Paus Leo XIII, Satis Cognitum (#9), 29 Juni 1896:
“...dapatkah seseorang diizinkan untuk menolak salah satu pun dari kebenaran-kebenaran ini, tanpa menjerumuskan dirinya sendiri ke dalam bidah, tanpa memisahkan dirinya dari Gereja, dan tanpa menanggalkan keseluruhan dari doktrin Kristiani? Karena begitulah sifat dari iman bahwa sama sekali tidak mungkin untuk percaya akan hal ini dan menolak hal itu. Iman, seperti yang diajarkan Gereja, adalah kebajikan supernatural yang dengannya... kita percaya apa yang telah diwahyukan-Nya sebagai benar, bukan karena kenyataan intrinsik yang dimengerti oleh terang alamiah dari akal budi manusia [penulis: yaitu, bukan karena hal tersebut tampak benar bagi kita], melainkan karena otoritas Allah sendiri, sang Pemberi Wahyu, yang tidak dapat menipu ataupun tertipu... Sebaliknya, seseorang yang menolak untuk setuju dengan kebenaran-kebenaran yang diwahyukan secara ilahi, walaupun akan satu poin pun, kenyataannya ia telah meninggalkan iman sama sekali karena ia menolak untuk menundukkan diri kepada Allah yang merupakan penguasa dari kebenaran dan motif formal dari iman sendiri.”[7]
Mereka yang menolak untuk percaya akan dogma Di Luar Gereja Tidak Terdapat Keselamatan sampai mereka mengerti bagaimana hal tersebut adalah adil secara sederhana menolak wahyu Kristus.

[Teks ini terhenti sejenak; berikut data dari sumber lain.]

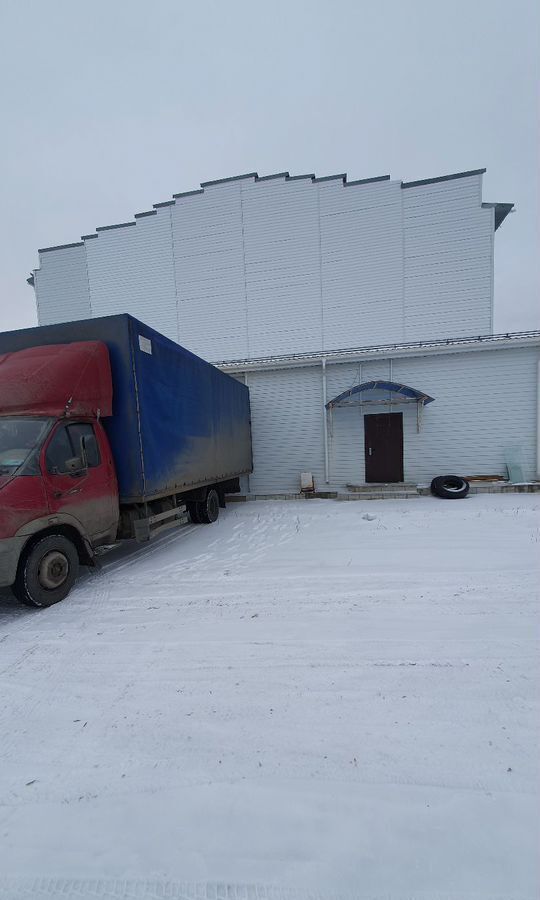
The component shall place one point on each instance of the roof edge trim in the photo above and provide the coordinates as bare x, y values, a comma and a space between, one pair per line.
60, 247
111, 227
230, 178
407, 184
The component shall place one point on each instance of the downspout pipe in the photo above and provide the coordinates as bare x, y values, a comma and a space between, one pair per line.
538, 423
325, 424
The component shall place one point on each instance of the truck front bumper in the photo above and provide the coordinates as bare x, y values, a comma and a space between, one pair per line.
10, 550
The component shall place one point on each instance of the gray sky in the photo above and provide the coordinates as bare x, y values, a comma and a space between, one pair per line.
109, 107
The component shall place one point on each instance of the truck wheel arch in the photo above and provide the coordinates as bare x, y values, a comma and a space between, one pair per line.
84, 550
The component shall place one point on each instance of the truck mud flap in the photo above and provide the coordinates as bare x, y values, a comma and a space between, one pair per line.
146, 529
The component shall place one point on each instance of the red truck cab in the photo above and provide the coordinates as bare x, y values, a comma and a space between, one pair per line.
58, 488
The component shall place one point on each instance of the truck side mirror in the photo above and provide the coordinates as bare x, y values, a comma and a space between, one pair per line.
75, 466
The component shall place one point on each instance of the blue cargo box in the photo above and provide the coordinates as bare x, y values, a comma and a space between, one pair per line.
177, 423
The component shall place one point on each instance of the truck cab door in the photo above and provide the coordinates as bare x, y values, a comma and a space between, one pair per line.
88, 494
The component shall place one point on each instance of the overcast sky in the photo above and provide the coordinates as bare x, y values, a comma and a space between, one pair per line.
109, 107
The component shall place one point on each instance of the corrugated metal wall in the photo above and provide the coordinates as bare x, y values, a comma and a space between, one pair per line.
61, 284
252, 268
448, 247
484, 401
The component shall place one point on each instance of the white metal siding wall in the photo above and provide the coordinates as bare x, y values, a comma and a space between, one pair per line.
210, 272
61, 283
282, 265
448, 244
131, 270
287, 424
251, 268
484, 402
362, 263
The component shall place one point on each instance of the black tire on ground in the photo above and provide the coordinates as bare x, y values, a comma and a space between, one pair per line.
208, 510
47, 571
450, 487
193, 509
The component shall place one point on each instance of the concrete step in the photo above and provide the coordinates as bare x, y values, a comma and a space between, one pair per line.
374, 487
378, 495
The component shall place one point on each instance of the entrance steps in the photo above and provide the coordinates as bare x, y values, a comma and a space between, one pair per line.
401, 490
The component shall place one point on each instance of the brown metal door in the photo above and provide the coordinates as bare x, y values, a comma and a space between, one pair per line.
383, 443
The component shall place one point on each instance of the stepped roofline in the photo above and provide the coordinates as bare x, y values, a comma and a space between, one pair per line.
501, 209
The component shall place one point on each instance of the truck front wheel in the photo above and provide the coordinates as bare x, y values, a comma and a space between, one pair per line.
208, 510
47, 571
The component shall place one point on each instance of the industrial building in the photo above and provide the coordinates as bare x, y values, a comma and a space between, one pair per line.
360, 314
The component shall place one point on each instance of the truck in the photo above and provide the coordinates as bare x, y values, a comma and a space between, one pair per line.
109, 431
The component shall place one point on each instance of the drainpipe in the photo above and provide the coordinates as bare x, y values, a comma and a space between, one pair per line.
325, 424
538, 423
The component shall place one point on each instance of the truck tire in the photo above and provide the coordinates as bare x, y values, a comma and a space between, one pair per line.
194, 512
208, 510
450, 487
47, 571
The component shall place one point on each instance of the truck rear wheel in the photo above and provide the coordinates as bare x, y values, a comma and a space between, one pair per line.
208, 510
47, 571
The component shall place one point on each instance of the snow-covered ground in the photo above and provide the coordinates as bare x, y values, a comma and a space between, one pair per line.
333, 698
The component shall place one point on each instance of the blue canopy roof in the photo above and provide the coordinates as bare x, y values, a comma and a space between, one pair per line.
402, 393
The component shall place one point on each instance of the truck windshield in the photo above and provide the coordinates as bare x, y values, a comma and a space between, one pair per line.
18, 437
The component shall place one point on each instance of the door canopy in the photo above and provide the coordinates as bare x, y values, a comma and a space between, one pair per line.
383, 393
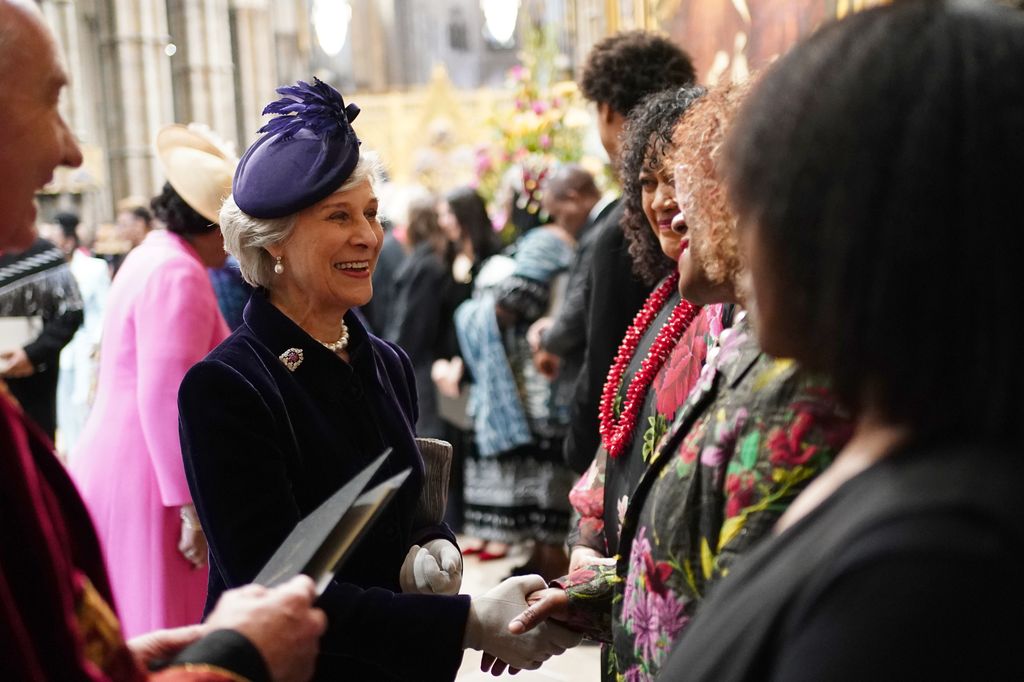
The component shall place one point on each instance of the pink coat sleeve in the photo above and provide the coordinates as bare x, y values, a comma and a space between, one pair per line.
177, 323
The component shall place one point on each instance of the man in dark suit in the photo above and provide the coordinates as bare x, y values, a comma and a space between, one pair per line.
38, 284
621, 71
572, 200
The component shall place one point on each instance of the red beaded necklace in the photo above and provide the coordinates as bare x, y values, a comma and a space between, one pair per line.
617, 433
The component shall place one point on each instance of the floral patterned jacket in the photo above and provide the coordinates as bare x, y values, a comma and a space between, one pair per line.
600, 497
752, 434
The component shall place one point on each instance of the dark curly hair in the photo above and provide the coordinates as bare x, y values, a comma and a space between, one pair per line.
169, 208
879, 165
646, 141
625, 68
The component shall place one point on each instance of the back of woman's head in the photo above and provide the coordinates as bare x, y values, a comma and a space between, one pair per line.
176, 215
647, 145
880, 163
471, 212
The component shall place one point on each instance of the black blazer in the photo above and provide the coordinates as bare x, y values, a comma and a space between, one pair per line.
263, 445
613, 297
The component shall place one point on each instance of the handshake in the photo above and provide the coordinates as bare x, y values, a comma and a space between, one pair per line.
506, 623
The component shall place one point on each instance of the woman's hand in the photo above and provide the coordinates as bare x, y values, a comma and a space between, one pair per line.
280, 622
193, 542
164, 644
433, 568
544, 604
583, 556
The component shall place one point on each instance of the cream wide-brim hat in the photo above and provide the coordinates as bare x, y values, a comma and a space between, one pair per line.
199, 169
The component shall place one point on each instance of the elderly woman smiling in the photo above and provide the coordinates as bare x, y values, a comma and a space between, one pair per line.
301, 397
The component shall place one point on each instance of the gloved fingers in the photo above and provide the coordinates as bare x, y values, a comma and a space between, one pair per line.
435, 580
562, 637
450, 558
407, 574
525, 584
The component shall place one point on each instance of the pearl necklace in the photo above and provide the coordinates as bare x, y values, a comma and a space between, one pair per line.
340, 344
616, 433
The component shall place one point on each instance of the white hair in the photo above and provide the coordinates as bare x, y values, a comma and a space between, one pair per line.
247, 238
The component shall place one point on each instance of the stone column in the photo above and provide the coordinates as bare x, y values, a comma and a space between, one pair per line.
203, 74
136, 91
256, 66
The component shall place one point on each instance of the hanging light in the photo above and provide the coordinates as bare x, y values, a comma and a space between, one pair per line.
331, 18
500, 16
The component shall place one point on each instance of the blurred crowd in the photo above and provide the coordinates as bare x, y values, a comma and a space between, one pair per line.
755, 414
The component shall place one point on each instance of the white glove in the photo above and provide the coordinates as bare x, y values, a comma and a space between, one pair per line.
433, 568
486, 628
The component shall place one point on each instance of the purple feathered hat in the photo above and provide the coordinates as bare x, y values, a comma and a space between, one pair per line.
306, 153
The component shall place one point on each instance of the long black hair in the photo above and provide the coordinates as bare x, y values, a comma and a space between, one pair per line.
179, 218
880, 164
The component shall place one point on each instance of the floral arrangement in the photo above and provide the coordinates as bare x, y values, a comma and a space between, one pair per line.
544, 124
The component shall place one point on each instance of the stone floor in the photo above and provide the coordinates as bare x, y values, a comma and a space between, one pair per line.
579, 665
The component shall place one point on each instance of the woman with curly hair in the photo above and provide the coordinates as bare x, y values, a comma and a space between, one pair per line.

Mereka yang ada bersama di dalam Iman sejati akan Kristus (dan Gereja-Nya) menerima ajaran-Nya terlebih dahulu dan mengerti kebenaran di dalamnya (yaitu mengapa hal itu benar) setelahnya. Seorang Katolik tidak menolak untuk percaya akan wahyu Kristus sampai ia dapat mengerti. Itu adalah mentalitas seorang bidah yang tidak beriman yang memiliki keangkuhan yang luar biasa. St. Anselmus merangkum pandangan Katolik yang sejati ini sebagai berikut.
St. Anselmus, Dokter Gereja, Prosologion, Bab 1:”Karena saya tidak berkehendak untuk mengerti agar saya dapat percaya, melainkan saya percaya agar saya dapat mengerti. Karena hal ini juga saya percaya, bahwa jika saya tidak percaya, saya tidak akan dapat mengerti.”[8]
Roma 11:33-34- “O, alangkah dalamnya kekayaan, hikmat dan pengetahuan Allah! Sungguh tak terselidiki keputusan-keputusan-Nya dan sungguh tak terselami jalan-jalan-Nya! Sebab, siapakah yang mengetahui pikiran Tuhan? Atau siapakah yang pernah menjadi penasihat-Nya?”
Yesaya 55:8-9- “Sebab rancangan-Ku bukanlah rancanganmu, dan jalanmu bukanlah jalan-Ku, demikianlah firman TUHAN. Seperti tingginya langit dari bumi, demikianlah tingginya jalan-Ku dari jalanmu dan rancangan-Ku dari rancanganmu.”
Catatan kaki:
[1] Denzinger 1837.
[2] Denzinger 1836.
[3] Denzinger 163.
[4] Denzinger 1839.
[5] The Papal Encyclicals {Ensiklik-Ensiklik Paus}, oleh Claudia Carlen, Raleigh: The Pierian Press, 1990, Vol. 2 (1878-1903), hal. 394.
[6] Denzinger 2021.
[7] The Papal Encyclicals {Ensiklik-Ensiklik Paus}, Vol. 2 (1878-1903), hal. 394.
[8] Romo Christopher Rengers, The 33 Doctors of the Church {33 Dokter Gereja}, Rockford: IL, Tan Books, 2000, hal. 273.